Pendant quelques heures, son partenaire prendra littéralement possession d’Olivier dont le seul but est d’amener celui qui le domine à la jouissance en lui permettant de faire ce qu’il veut de son propre corps. Olivier s’abandonne, s’humilie, devient l’esclave de l’autre et celui de ses propres pulsions.
Il est prêt à tout sous les ordres de l’homme: son corps doit souffrir, s’étouffer, se briser. L’homme est un marteau et lui, l’enclume. Olivier n’est pas une victime consentante, mais une offrande généreusement ritualisée. Tout ça alors que le corps d’Émile refroidit peu à peu à l’étage supérieur.
Cette relation ne serait sans doute qu’un cliché si ce n’était de l’écriture minutieuse et soignée d’Olivier Steiner et de la structure savante de son roman qui mêle deux niveaux où s’agitent en simultané l’existence d’Olivier et celui du vieillard. Le corps vivant de l’un et le corps mourant de l’autre; le corps jouissant et le corps immobile; Éros et Thanatos.
Un livre sublime qui n’est pas sans rappeler ceux d’Hervé Guibert, notamment La mort propagande et Les chiens.
Le Québécois Mathieu Leroux, dans son premier roman Dans la cage, à l’écriture pulsée et rageuse, relate également, dans sa partie principale, une relation sadomasochiste. Son livre est un trip à la puissance d’un psychotrope. Son jeune narrateur est à la recherche d’une proie dans les bars, qu’il veut ramener dans sa cage, sa chambre. Son cœur cogne tout le temps, et le nôtre aussi devant son délire de domination qui laisse à peine le temps de reprendre son souffle.
Divisé en dix chapitres surtitrés en alternance «Intérieur» et «Extérieur», l’auteur nous fait entrer dans la vie — qu’on pourrait qualifier de misérable — du narrateur qui compte également un frère ainé revenu sidéen de San Francisco, une mère nommée Hedda Gabler (mais pas aussi courageuse que celle d’Henrik Ibsen) et un beau-père cancéreux.
Il est membre d’une famille où règnent l’amertume et l’ennui. Est-ce pour échapper à ce clan accablé et accablant que le fils cadet cherche une bête pour sublimer au gré d’un enfer sexuel? Une victime, un guerrier qui le poussera aux limites de son moi, de son monde, hors de sa cage?

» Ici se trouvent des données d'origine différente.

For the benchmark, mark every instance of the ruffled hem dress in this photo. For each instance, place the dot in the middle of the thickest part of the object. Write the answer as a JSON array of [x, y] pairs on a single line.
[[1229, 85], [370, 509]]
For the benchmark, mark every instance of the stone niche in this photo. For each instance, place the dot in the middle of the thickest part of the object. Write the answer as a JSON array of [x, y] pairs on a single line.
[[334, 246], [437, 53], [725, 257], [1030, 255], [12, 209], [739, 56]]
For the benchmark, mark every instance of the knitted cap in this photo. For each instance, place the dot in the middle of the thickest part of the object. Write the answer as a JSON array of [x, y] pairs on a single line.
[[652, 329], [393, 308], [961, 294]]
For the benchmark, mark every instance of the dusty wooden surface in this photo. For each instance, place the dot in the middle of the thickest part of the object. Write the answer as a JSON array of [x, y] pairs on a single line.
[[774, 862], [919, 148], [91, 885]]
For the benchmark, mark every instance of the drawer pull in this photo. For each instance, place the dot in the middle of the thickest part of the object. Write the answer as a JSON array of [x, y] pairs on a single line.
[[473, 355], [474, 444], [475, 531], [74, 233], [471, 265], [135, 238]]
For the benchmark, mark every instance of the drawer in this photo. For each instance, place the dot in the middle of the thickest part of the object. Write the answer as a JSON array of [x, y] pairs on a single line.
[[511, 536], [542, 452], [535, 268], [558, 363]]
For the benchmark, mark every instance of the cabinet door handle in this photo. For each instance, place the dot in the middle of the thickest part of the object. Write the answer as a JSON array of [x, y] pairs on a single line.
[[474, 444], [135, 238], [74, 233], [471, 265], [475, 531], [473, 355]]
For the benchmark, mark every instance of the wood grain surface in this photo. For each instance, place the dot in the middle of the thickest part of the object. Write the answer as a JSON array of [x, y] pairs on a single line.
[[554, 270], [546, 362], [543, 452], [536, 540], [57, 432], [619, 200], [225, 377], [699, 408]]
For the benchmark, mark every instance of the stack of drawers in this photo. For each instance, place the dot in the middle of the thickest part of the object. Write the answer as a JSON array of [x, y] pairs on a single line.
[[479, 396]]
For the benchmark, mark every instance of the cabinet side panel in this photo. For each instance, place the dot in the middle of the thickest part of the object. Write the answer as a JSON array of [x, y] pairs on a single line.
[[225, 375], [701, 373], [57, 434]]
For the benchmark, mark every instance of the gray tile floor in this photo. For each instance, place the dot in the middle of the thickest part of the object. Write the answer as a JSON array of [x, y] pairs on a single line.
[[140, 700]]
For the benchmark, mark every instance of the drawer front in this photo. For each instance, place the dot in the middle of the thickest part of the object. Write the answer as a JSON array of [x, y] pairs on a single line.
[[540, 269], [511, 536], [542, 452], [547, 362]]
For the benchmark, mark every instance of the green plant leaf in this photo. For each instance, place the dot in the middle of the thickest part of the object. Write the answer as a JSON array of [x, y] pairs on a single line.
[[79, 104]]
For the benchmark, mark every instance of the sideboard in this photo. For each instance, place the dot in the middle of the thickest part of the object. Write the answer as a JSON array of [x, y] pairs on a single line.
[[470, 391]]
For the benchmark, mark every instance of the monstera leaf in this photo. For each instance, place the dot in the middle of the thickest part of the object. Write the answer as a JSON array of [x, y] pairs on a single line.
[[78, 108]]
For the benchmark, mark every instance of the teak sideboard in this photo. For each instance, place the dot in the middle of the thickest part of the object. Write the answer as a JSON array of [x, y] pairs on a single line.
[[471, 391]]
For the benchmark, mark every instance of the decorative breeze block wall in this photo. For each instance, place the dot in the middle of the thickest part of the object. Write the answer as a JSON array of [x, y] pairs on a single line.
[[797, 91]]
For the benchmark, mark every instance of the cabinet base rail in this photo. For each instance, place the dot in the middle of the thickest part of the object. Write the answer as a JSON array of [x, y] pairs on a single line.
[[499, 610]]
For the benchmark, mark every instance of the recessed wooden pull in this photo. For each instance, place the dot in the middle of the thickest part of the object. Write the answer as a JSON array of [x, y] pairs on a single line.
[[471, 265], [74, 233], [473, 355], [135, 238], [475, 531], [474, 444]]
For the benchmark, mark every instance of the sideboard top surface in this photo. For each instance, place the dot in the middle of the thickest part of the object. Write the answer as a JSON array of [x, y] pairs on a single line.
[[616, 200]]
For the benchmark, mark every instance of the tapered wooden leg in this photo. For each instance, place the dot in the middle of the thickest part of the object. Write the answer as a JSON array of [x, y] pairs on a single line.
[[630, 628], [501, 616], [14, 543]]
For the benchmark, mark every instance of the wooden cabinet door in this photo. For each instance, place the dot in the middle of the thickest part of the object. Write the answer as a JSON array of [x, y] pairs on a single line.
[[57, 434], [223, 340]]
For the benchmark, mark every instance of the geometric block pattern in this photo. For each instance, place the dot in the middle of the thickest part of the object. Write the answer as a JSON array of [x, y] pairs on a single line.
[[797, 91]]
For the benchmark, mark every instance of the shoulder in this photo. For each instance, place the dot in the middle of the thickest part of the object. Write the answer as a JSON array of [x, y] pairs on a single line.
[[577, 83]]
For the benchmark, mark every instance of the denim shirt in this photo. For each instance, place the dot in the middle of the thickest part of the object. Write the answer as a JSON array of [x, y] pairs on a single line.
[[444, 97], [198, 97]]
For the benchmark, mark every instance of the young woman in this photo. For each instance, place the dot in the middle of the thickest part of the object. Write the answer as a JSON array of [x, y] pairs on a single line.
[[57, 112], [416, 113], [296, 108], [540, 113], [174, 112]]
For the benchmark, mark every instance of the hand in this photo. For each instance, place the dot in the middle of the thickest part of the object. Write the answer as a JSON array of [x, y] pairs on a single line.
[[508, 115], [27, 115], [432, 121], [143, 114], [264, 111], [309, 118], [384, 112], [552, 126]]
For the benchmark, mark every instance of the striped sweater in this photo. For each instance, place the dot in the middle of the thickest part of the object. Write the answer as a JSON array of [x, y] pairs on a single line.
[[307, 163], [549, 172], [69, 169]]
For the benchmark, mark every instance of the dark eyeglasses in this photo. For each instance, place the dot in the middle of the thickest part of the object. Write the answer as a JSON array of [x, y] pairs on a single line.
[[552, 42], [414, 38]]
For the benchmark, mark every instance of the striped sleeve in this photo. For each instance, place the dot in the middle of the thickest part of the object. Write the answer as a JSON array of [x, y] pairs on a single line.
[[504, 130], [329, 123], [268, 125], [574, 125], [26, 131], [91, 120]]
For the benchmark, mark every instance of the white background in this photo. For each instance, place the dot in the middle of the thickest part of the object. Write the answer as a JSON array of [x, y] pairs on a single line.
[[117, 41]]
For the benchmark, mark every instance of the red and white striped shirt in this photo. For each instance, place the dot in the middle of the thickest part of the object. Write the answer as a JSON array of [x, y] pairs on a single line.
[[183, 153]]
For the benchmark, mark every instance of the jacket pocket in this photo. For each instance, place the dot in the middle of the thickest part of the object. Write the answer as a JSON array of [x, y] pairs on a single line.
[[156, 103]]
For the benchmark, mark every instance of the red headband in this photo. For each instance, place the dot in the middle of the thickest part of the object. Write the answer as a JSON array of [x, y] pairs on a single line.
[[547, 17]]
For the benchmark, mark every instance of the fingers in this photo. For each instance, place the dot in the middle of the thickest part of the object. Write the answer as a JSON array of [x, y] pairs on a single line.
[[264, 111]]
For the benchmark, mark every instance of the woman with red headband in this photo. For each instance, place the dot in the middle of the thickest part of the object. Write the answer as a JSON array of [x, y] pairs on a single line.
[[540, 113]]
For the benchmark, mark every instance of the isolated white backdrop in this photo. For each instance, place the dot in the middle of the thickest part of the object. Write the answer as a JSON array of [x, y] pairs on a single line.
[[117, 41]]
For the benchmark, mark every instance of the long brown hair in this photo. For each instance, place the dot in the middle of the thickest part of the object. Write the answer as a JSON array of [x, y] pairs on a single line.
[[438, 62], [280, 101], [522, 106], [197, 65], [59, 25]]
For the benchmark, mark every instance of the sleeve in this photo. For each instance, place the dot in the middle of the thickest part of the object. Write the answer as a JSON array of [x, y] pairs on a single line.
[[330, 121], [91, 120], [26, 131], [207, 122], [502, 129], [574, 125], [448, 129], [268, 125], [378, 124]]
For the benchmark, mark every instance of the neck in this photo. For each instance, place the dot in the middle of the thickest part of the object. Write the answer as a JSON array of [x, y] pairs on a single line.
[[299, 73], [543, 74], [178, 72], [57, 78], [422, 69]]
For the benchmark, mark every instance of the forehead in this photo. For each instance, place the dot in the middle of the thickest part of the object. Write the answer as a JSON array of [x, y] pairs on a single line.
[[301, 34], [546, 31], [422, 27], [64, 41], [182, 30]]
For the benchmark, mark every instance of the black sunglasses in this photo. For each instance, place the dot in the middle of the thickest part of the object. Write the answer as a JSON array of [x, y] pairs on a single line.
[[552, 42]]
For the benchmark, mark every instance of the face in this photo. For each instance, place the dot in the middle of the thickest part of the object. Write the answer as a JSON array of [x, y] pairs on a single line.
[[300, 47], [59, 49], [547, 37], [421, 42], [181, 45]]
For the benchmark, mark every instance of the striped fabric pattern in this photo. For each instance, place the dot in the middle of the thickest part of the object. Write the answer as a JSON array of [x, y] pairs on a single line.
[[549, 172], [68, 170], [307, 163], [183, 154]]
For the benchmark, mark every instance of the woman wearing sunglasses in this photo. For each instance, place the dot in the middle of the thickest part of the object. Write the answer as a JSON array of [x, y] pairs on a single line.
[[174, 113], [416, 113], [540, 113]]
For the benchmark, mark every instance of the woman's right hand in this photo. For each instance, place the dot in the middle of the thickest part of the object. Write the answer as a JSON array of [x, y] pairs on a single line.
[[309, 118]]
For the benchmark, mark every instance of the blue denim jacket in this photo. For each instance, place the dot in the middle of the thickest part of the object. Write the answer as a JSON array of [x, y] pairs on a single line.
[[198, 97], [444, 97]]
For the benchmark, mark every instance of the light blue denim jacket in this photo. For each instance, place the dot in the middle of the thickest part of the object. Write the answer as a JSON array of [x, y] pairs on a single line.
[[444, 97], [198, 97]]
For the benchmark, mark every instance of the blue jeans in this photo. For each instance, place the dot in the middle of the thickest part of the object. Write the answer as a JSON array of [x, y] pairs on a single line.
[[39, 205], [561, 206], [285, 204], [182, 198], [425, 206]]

La drogue devient rapidement inséparable de la baise. Il a ainsi le sentiment d’atteindre une vie plus pure, dégagée de toute contingence sociale, quand il s’agit d’embrasser, de dénuder, de sucer, de pincer, de mordre, de cracher, de piquer avec une aiguille, de frapper le visage, de déchirer la peau avec un tesson de bouteille de bière.
La violence se veut un jeu; la douleur s’assume comme plaisir. Mais, à la fin, le traqueur se fait rattraper par la maladie. Le fauve est dorénavant meurtri : tout s’écroule. Son frère meurt, mais il s’efface pour lui, dit-il.
Ce livre à l’atmosphère furieuse et étouffante raconte la survie d’un enfant des ténèbres — qui n’est pas sans rappeler le Philippe de Faire des enfants du dramaturge Éric Noël — qui veut encore et toujours continuer à rugir, à exploser, à foudroyer hors de sa cage.
La vie privée / Olivier Steiner. Paris, Gallimard/L’arpenteur, 2014, 147 p.
Dans la cage / Mathieu Leroux. Montréal, Héliotrope, coll.: K, 2013, 181 p.